We seek to learn, read, and write with the planet, but the changes in the planet are remaking/dissolving the way we read and write. Restructuring/de-structuring of all our poetic devices occurring as we are using them.

Eaarth as energy neoliberalism. How to produce, store, monetize, and dissipate energy for seven billion humans on a daily basis?

Art can/will be embedded in Eaarth but will not be separated from human institutions, commodity forms, and messed-up environments — these are exactly what being embedded in the Eaarth entails. Eaarth art is: wave / rock / depleted fisheries / bleached coral / wave / rock / dreamboat run aground on concrete beaches.

Indigenous and ecojustice critique of Earth Art’s utopian formalism and isolation of the primordial power of the elemental from settler colonialism, carbon-based power regimes, and the continual extraction of life, labor, and nature from the globally disenfranchised.

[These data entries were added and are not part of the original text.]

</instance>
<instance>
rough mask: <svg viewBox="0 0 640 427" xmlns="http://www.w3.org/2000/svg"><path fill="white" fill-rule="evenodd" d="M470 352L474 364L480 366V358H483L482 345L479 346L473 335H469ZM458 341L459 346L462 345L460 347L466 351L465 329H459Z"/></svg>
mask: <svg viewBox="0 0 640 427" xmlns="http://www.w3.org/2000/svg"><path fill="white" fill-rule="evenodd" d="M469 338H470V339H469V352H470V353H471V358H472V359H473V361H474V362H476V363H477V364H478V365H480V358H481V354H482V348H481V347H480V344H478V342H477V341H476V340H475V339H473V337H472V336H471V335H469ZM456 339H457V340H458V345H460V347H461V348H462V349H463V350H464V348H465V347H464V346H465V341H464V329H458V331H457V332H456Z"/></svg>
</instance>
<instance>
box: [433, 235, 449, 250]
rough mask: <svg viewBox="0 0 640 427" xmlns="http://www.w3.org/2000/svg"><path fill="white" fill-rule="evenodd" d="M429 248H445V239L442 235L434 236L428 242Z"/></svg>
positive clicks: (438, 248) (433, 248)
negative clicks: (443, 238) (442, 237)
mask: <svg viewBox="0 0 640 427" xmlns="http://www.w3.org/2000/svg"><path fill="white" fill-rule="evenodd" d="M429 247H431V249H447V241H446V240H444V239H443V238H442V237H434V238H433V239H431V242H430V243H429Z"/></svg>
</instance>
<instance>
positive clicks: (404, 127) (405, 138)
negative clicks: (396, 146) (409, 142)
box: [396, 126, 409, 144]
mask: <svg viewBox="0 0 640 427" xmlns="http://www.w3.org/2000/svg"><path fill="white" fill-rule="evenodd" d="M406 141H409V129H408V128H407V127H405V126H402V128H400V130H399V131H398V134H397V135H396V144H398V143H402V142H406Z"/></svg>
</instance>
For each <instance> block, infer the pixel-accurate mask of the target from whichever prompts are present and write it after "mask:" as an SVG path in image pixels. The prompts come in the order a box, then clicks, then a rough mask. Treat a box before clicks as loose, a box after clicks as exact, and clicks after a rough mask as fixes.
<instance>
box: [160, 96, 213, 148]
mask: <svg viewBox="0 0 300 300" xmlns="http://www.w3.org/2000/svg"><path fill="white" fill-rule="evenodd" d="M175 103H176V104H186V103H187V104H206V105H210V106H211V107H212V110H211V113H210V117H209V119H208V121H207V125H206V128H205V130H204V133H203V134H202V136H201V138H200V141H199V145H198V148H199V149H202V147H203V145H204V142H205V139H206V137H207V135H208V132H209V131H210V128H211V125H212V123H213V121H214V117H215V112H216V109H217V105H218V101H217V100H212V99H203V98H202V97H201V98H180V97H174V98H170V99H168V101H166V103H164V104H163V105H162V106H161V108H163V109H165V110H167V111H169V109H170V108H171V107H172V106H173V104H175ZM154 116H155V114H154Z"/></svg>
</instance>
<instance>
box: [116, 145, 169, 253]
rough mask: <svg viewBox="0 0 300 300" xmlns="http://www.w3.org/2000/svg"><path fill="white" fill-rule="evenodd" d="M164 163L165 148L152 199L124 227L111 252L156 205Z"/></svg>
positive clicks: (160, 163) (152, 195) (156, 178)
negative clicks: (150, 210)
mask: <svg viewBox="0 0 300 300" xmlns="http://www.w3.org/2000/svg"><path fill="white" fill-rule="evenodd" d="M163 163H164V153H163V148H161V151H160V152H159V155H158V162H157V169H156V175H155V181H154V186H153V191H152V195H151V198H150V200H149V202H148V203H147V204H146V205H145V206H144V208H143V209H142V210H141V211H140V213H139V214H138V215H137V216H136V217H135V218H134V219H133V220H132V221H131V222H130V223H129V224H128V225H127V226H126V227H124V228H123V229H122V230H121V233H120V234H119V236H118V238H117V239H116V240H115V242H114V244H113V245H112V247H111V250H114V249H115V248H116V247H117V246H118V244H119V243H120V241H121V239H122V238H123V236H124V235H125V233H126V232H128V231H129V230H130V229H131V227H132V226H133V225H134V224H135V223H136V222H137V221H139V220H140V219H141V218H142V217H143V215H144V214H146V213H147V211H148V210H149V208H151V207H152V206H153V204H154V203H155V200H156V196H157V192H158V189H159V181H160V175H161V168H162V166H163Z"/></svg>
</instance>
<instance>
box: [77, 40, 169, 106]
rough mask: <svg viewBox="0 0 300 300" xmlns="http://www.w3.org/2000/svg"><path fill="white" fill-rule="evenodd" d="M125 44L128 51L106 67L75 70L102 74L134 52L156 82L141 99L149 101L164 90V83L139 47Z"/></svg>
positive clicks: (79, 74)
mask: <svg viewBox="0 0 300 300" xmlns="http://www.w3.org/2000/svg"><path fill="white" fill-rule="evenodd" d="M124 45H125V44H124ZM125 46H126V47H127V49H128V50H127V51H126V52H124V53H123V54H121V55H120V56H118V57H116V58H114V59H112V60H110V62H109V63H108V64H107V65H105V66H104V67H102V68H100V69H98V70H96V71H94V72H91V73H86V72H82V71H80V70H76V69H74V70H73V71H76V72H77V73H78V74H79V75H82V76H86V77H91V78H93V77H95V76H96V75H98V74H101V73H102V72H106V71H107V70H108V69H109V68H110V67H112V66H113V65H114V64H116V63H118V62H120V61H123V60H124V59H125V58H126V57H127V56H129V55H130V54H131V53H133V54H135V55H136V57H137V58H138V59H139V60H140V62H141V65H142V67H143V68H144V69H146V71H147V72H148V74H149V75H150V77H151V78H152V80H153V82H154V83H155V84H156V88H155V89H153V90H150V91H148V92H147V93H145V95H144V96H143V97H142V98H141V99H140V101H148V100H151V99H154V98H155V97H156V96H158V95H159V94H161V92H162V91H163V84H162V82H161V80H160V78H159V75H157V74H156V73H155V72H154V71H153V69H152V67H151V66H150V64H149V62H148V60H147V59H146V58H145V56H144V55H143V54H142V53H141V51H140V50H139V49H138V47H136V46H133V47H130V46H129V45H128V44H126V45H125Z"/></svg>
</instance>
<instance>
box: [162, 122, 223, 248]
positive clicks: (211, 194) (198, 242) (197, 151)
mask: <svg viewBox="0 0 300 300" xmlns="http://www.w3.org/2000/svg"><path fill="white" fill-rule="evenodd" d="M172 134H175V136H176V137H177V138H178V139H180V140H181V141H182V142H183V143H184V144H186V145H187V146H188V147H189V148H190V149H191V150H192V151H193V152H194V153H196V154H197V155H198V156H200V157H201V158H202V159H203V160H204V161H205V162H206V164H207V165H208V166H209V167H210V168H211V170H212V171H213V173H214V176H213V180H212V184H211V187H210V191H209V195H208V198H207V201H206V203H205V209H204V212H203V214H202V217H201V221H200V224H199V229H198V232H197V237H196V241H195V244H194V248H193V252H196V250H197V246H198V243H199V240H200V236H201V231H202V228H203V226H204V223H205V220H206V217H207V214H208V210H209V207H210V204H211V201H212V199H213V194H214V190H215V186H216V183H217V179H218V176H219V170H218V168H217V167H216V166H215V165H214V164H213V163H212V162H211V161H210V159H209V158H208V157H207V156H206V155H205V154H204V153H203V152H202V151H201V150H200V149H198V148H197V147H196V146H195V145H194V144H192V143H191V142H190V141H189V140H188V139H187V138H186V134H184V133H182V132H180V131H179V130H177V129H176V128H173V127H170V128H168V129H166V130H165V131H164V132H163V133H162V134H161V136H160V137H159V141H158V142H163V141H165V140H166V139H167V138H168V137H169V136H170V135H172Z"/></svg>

Running fence — inseparable from border walls, gated communities, refugee camps, corporate campuses, protest barricades.

Basic aesthetic units: trash sublime, everyday toxicity, bus stop ephemera, massive infrastructures, life-cycle of commodity forms, life-cycle of ice, your moody moods, plastic-oil industrial complex, zoning of everyday life, daily cycle of media platforms, ____animals, rush to fix planet and rush to watch it fall apart.

Waning of trust of art’s materials — their redemptive qualities, aesthetic lures, participation in art making as demonstration of enriched life. We use toxic materials to make art that documents the gut-wrenching problems of toxic materials. Laying bare the device now means laying bare the sourcing of the device’s material, its deep history, transformation by industrial processes, imbrication with labor, up to its incorporation in a system of exchangeability and meaning, and following through to the afterlife of the device, rusting its heart out.

Visual poem/sound poem/google poem/linguistic glitch/stuck keyboard poem: Eaaaaaaaarth.

Poem as composition by field constituted by a monocultural, chemically saturated, corporatized grow-op. Poem as composition by brownfield.

Device reduction/amplification to mimic distressed Earth, energy addictions, rambunctious media ecologies, planetary-scale problems.